Davacı 29.06.2009 tarihinde AYİM kayıtlarına geçen dava dilekçesinde özetle, 17.11.2007 tarihinde Gülyazı Tak.J.Snr.A.K. J.Alb. ... tarafından usulsüz müracaat nedeniyle savunmasının alındığını, aynı gün savunmasını verdiğini, 20.11.2007 tarihinde 14 gün oda hapsi cezası verildiğini, cezanın haksız yere verildiğini, usulsüz müracaatın söz konusu olmadığını, zira bu müracaatı İç Hizmet Kanununun hükümlerine uygun olarak gerçekleştirdiğini belirterek, bariz şekilde hukuka aykırı olan 20.11.2007 tarihli oda hapsi disiplin cezasının yok hükmünde sayılmasına karar verilmesini talep ve dava etmektedir.

Dava dosyası AYİM Genel Sekreterliğince ilk inceleme aşamasında dava konusu işlemin yargı denetimi dışında olması nedeniyle davanın reddine karar verilmesi için AYİM 3 ncü Daire Başkanlığına gönderilmiştir.

1602 Sayılı Askeri Yüksek İdare Mahkemesi Kanununun 21 nci maddesinde disiplin suç ve tecavüzlerinden ötürü disiplin amirlerince verilen cezaların yargı denetimi dışında olduğu hüküm altına alınmıştır.

Avrupa İnsan Hakları Sözleşmesi Türkiye Cumhuriyeti tarafından 10.03.1954 tarih ve 6366 sayılı kanunla onaylanarak 19.03.1954 tarihinden itibaren iç hukukta yürürlüğe girmiştir.

Avrupa İnsan Haklar Sözleşmesinin özgürlük ve güvenlik hakkı başlıklı 5 nci maddesi:

1. Her ferdin hürriyete ve güvenliğe hakkı vardır.

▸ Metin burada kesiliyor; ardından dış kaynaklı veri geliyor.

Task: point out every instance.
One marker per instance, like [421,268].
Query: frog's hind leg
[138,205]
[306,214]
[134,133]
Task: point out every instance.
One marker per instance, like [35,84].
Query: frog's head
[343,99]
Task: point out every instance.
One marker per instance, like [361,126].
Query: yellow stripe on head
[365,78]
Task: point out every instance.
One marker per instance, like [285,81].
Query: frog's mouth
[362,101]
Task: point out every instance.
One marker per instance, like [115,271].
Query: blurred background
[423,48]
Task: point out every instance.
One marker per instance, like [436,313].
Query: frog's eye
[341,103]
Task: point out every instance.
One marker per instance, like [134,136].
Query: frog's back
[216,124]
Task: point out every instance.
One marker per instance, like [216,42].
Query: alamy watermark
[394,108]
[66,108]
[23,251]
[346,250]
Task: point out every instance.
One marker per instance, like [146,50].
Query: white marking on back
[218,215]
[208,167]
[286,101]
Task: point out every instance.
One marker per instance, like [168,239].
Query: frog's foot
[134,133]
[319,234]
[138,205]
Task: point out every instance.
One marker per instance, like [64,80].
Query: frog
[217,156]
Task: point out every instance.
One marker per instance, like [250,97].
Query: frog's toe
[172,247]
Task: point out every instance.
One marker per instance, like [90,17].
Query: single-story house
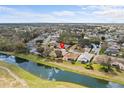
[120,65]
[85,57]
[70,57]
[112,51]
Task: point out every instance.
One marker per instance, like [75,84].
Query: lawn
[77,68]
[34,81]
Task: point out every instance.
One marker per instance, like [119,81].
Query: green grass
[118,78]
[36,82]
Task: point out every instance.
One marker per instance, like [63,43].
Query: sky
[61,14]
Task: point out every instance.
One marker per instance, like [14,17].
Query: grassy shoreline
[36,82]
[36,59]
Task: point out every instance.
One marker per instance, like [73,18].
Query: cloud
[84,14]
[64,13]
[6,9]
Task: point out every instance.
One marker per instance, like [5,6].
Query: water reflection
[55,74]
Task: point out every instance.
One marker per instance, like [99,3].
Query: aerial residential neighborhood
[61,54]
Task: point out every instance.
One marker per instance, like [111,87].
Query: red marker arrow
[62,45]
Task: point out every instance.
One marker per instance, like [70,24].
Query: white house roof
[85,56]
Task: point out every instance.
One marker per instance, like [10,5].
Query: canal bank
[34,81]
[39,60]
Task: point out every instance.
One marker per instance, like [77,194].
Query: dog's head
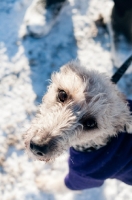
[80,107]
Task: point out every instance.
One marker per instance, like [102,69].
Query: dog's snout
[39,150]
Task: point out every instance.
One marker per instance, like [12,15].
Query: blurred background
[25,68]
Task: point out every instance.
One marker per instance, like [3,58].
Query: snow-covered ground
[25,67]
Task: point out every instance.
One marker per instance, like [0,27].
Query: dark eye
[62,96]
[89,123]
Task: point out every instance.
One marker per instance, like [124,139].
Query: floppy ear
[128,124]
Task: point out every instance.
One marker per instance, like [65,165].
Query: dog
[84,111]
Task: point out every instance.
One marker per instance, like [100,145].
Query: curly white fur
[89,93]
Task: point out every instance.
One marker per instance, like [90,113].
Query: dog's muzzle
[39,150]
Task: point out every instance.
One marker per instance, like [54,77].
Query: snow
[26,66]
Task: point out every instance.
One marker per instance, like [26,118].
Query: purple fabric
[90,169]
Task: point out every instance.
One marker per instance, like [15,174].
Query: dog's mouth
[45,152]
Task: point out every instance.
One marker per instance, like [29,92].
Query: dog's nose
[39,150]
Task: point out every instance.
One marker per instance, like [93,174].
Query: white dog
[84,111]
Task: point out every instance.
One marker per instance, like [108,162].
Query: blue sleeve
[75,181]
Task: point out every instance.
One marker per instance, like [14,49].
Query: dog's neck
[88,148]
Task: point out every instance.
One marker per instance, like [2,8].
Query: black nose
[39,150]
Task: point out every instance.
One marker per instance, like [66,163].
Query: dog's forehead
[70,81]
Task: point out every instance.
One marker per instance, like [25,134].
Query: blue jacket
[90,169]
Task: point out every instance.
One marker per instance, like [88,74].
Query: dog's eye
[62,96]
[89,123]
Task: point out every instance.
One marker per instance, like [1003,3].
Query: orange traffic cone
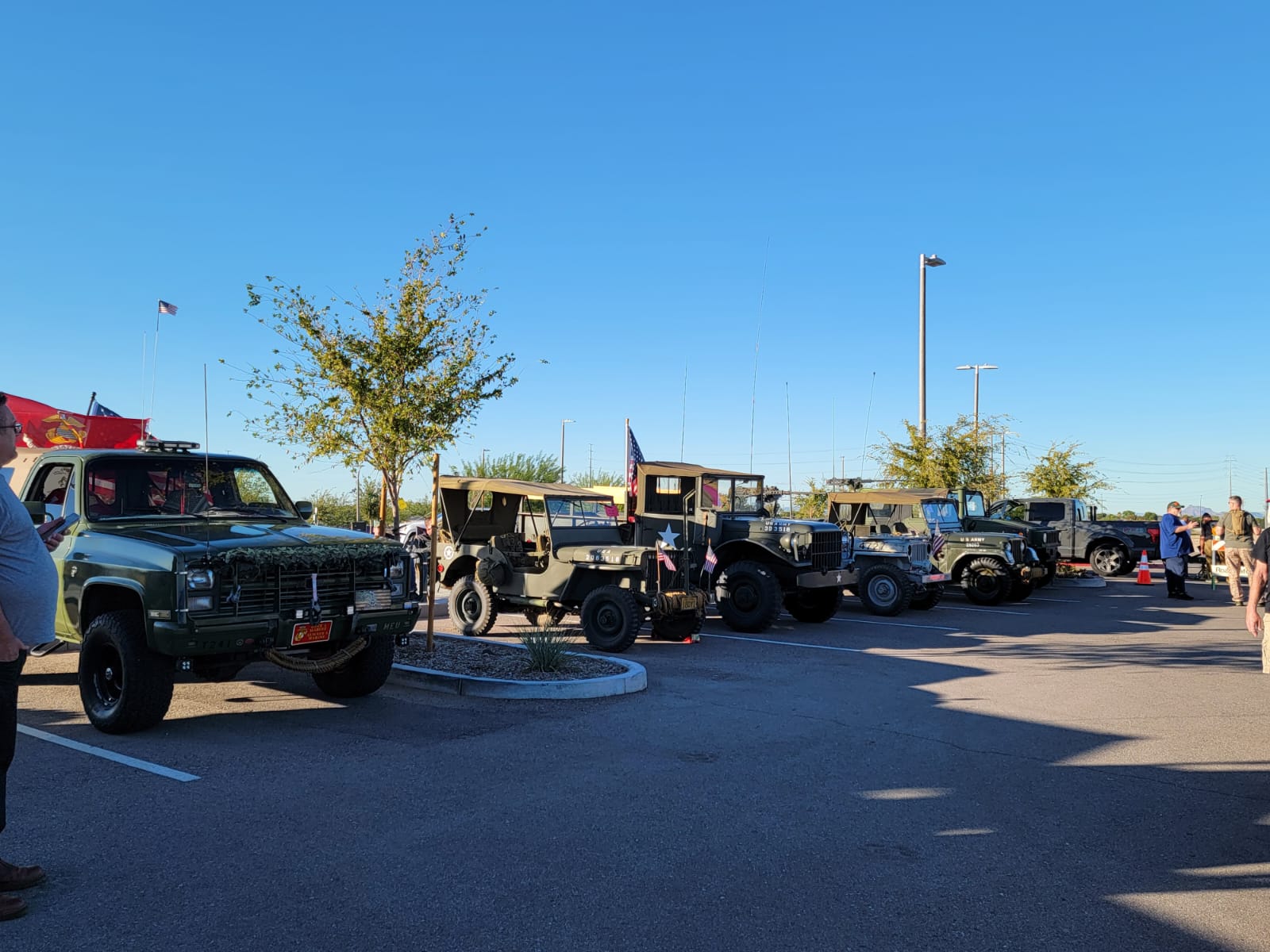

Aşağıda mezkur haller ve kanuni usuller dışında hiç kimse hürriyetinden mahrum edilemez:

a) Salahiyetli bir mahkeme tarafından mahkumiyeti üzerine usulü dairesinde hapsedilmesi,

... şeklindedir.

Avrupa İnsan Hakları Mahkemesi tarafından askerlik hizmeti bağlamında kişi özgürlüğü değerlendirme konusu yapılmıştır.

Avrupa İnsan Hakları Mahkemesi 22 Aralık 2005 tarihli (Başvuru No:29986/96) A.D.-TÜRKİYE DAVASI kararında; Engels ve diğerleri Hollanda kararına atıf yapılarak oda hapsi cezasının tutukluluk niteliğinde bulunduğu, özgürlükten mahrum bırakma kararının yargı kararından iler, gelmesi gerektiği, 5 nci maddenin 1-a maddesinin gerektirdiği hukuki güvenceleri sağlamadığı belirtilerek AİHS'nin 5 nci 1-a maddesin ihlal edildiğine karar verilmiştir.

Oda hapsi cezasının Avrupa İnsan Hakları Sözleşmesine aykırılığı tespit edilmesine rağmen iç hukukta oda hapsi disiplin cezasına karşı yargı yolu kapatılmıştır. Avrupa İnsan Hakları Sözleşmesinin idari işlemlere uygulanabilmesinden önce bu işleme karşı yargı yolunu kapatan düzenlemenin Anayasa hükmü mü yoksa kanun hükmü mü olduğunun irdelenmesi gerekir.

Anayasada hakların korunması ile ilgili hükümler bölümünde suç ve cezalara ilişkin esaslar 38 nci maddede düzenlenmiş, idarenin kişi hürriyetinin kısıtlanması sonucunu doğuran bir müeyyide uygulayamayacağı belirtilerek Silahlı Kuvvetlerin iç düzeni bakımından bu hükme kanunla istisnalar getirilebileceği belirtilmiştir. Anayasanın 129 ncu maddesinde memurlar ve kamu görevlilerine savunma hakkı tanınmadıkça disiplin cezası verilemeyeceği, uyarma ve kınama cezalarıyla ilgili olanlar hariç, disiplin kararlarının yargı denetimi dışında bırakılamayacağı, Silahlı Kuvvetler mensupları ile hakimler ve savcılar hakkındaki hükümlerin saklı olduğu hüküm altına alınmıştır. Anayasanın 38 nci maddesinde Silahlı Kuvvetlerin iç düzeni bakımından idarenin kişi hürriyetinin kısıtlanması sonucunu doğuran müeyyide uygulanamayacağı ilkesine kanunla istisna getirilebileceği belirtilerek bu tür düzenlemenin kanunla yapılacağı hüküm altına alınmış, düzenleme yapılması kanunlara bırakılmıştır.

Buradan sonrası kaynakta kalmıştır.